While Nifty has surpassed the January 2008 high of 6,357 and made a high at 7,700, BSE Mid Cap and Small Cap Index are still trailing behind the previous highs recorded on January 2008 at 10,245 and 14,239 respectively. There are wide varieties of stocks in these sectors with high growth potential.
The recent tensions in Iraq kept the crude oil prices at high is a cause of concern, which in fact can act as a catalyst to higher inflation and higher current account deficit.
IT and Pharma sector stocks are expected to outperform in the near term because these sector stocks have already completed their technical correction. Banking and metal stocks trading at significantly lower valuations can offer investors decent return in the short to medium term but avoid penny stocks.
Head – Research
Motilal Oswal Securities
Markets are likely to take some breather on the back of monsoon playing spoilsport and crude oil spike due to Iraq crisis. Yields on G-Sec have also hardened on the back of inflation concerns.

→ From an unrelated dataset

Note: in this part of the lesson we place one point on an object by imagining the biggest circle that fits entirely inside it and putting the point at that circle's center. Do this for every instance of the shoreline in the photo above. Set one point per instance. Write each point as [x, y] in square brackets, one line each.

However, the government is taking a lot of structural steps to address inflation like repealing APMC act, moderating MSP increases, and releasing food grain stocks. A lot of initiatives on infrastructure such as higher target for building of roads, removing fuel bottlenecks for power sector and permissions for stuck power projects. These steps will lead to investment led growth in GDP. Hence, any short-term correction is to be bought into aggressively.
Good quality small and midcaps will also present an excellent opportunity to create wealth in the medium to long term. Structural themes, where investors can participate over the next 2-3 years are housing related businesses like paints, housing finance, accessories, cement etc. Deep cyclicals such as commercial vehicles, PSU banks and infra will present excellent opportunities for investors in coming months and years.